Les deux protagonistes des combats actuels qui ravagent le Soudan, l’armée nationale et les paramilitaires des Forces de soutien rapide (RSF selon l’acronyme anglais), s’accusent mutuellement. Personne ne veut prendre la responsabilité de ce qui s’est passé dans la plus grande et la plus célèbre prison soudanaise, dont les murs blancs et verts ont vu défiler nombre de prisonniers politiques.

C’est que l’affaire va au-delà de l’élargissement de centaines de criminels de droit commun.

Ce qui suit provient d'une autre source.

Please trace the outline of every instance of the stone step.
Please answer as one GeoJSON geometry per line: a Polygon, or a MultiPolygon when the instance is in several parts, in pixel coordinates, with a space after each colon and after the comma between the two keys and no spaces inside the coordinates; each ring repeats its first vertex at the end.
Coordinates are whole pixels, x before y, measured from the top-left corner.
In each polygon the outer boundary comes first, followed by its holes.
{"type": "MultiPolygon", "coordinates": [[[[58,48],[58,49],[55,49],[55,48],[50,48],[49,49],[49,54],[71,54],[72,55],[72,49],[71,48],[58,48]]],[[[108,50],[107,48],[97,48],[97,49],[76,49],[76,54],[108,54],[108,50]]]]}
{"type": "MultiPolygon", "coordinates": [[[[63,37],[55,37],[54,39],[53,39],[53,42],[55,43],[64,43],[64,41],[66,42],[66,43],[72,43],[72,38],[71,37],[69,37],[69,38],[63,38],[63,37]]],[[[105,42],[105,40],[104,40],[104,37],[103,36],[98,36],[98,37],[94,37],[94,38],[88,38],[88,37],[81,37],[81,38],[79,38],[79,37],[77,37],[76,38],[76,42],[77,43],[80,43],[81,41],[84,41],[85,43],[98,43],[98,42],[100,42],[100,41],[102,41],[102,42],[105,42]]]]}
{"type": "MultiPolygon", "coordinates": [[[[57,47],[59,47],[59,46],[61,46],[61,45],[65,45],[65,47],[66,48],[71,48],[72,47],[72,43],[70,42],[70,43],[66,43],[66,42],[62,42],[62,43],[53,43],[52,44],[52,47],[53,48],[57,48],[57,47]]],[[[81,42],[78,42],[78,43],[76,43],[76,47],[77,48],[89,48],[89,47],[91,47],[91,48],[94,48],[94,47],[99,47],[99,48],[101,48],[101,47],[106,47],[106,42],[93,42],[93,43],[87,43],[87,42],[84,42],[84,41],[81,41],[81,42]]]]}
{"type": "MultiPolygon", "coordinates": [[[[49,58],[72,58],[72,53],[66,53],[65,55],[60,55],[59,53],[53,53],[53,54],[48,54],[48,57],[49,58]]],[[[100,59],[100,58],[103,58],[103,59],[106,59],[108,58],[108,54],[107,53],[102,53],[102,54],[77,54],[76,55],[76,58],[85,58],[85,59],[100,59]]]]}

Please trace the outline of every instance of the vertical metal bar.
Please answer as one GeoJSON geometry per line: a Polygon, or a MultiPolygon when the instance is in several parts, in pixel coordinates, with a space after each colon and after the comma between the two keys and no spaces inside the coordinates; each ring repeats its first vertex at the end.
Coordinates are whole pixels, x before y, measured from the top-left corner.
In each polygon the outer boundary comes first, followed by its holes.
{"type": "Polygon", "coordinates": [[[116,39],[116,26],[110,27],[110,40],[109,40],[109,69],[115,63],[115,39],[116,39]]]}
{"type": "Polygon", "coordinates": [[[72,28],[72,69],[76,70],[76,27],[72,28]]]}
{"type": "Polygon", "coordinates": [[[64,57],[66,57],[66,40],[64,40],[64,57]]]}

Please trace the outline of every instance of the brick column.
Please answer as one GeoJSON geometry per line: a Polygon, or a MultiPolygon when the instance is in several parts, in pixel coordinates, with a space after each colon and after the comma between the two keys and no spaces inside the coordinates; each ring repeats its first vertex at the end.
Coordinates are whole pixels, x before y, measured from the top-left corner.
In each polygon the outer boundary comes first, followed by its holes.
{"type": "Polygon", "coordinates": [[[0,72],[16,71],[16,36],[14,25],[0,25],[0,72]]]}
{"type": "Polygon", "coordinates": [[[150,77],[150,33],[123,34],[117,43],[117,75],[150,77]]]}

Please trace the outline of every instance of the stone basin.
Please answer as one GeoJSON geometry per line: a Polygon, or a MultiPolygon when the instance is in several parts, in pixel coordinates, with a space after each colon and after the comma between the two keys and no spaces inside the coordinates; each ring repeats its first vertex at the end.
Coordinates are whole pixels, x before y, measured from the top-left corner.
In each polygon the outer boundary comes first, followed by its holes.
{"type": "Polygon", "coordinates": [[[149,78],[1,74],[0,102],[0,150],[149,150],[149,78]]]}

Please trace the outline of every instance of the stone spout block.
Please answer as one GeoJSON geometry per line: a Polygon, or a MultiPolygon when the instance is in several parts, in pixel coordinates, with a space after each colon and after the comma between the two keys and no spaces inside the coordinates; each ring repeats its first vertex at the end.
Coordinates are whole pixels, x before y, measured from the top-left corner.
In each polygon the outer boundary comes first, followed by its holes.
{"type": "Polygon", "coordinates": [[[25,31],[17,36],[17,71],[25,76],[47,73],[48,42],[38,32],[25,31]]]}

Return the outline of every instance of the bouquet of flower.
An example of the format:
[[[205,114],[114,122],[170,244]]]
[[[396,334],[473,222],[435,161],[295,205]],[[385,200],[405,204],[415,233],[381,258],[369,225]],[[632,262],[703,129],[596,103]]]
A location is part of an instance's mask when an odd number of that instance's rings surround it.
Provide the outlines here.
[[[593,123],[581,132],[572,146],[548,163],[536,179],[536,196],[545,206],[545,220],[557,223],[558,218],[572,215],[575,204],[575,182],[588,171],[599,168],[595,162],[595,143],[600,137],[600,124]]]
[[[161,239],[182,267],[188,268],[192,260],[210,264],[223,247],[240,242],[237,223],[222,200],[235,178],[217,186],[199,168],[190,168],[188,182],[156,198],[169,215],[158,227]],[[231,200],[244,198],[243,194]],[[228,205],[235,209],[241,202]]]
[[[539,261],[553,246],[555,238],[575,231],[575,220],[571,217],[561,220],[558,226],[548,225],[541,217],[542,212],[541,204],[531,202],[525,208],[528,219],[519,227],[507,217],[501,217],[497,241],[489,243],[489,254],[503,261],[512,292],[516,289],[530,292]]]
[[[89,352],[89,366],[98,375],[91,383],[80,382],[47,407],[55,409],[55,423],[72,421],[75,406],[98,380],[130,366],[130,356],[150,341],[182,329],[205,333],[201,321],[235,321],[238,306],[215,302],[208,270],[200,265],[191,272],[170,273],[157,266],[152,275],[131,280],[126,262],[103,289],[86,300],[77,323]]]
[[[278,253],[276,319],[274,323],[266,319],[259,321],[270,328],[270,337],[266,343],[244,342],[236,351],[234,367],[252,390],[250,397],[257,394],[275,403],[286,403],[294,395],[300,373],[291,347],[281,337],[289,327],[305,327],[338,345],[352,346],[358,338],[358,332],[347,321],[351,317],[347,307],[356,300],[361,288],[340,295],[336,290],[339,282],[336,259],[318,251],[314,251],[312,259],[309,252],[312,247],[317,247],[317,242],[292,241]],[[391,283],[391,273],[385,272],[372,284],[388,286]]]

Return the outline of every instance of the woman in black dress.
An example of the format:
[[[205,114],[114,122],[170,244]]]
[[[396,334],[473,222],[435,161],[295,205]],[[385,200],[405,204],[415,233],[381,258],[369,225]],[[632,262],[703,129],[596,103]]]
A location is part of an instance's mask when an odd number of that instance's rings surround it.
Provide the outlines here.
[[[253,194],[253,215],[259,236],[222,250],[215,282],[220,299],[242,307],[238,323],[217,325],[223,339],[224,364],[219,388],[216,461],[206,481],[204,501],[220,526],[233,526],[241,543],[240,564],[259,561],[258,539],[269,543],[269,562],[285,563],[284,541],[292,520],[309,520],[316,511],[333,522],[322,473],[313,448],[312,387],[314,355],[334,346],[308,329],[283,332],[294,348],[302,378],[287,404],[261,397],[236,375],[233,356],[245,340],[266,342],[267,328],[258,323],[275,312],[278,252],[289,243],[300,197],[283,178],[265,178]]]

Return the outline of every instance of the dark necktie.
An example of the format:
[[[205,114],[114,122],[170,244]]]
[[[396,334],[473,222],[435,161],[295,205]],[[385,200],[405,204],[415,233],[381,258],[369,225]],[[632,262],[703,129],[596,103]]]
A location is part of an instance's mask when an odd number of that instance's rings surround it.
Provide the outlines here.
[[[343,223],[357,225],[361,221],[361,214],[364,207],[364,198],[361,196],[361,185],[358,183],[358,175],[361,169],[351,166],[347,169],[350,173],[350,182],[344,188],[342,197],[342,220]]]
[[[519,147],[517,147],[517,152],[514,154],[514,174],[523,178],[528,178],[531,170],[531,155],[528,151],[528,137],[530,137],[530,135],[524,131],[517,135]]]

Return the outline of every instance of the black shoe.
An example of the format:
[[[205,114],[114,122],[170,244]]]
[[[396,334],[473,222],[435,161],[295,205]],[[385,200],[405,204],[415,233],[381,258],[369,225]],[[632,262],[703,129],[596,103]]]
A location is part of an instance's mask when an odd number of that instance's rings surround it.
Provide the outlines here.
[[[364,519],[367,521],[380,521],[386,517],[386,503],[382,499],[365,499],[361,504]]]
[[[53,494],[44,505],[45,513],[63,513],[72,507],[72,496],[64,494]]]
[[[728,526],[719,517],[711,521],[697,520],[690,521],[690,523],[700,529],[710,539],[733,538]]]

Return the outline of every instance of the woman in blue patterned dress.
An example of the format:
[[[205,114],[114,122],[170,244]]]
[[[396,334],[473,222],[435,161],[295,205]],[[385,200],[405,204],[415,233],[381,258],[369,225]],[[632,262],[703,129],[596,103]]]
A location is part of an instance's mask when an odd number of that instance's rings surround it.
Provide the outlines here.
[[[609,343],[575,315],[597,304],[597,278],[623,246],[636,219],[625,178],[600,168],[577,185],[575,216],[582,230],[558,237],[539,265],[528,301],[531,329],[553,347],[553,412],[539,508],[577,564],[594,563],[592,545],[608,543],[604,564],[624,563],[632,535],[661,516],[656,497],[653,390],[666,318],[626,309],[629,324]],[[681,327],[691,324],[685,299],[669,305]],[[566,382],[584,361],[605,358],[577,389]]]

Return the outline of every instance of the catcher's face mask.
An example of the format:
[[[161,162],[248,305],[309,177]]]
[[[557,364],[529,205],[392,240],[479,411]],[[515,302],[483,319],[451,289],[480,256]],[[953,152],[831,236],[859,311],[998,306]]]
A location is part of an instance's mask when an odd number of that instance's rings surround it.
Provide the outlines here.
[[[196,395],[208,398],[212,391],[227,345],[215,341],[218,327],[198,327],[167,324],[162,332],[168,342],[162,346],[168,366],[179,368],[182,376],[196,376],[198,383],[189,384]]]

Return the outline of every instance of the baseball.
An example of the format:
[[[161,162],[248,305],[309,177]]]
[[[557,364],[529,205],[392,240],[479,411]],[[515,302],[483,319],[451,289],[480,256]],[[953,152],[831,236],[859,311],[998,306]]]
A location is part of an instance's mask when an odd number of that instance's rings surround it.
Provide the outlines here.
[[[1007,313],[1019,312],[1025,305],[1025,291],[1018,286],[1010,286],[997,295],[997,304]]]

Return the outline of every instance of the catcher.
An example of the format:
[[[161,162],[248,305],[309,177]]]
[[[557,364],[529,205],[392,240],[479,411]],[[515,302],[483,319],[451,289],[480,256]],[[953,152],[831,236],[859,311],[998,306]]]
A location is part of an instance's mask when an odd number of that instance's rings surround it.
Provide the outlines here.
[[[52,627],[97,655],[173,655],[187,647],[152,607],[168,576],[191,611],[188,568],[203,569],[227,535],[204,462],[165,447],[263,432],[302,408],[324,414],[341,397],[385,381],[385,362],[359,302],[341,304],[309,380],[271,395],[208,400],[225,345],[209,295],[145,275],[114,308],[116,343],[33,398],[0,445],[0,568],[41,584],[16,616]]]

Certes, leur libération ajoute à l’effroi des habitants de la capitale soudanaise traumatisés par la guerre des deux généraux anciennement alliés, Abdelfattah al-Bourhan, commandant en chef de l’armée et chef de la junte, et son ancien numéro deux à la tête de facto du pays, Mohamed Hamdan Dagalo, dit Hemetti, chef des RSF.

Car l’établissement construit sous l’occupation anglaise sur la rive est du Nil bleu, accueillait des prisonniers particuliers. En premier lieu Omar al-Bachir, l’ancien président du Soudan destitué en avril 2019, recherché par la Cour pénale internationale (CPI), dont l’extradition vers la Haye a été annoncée sans être jamais suivie d’effet. Il est en procès, dans son pays, pour des faits de corruption.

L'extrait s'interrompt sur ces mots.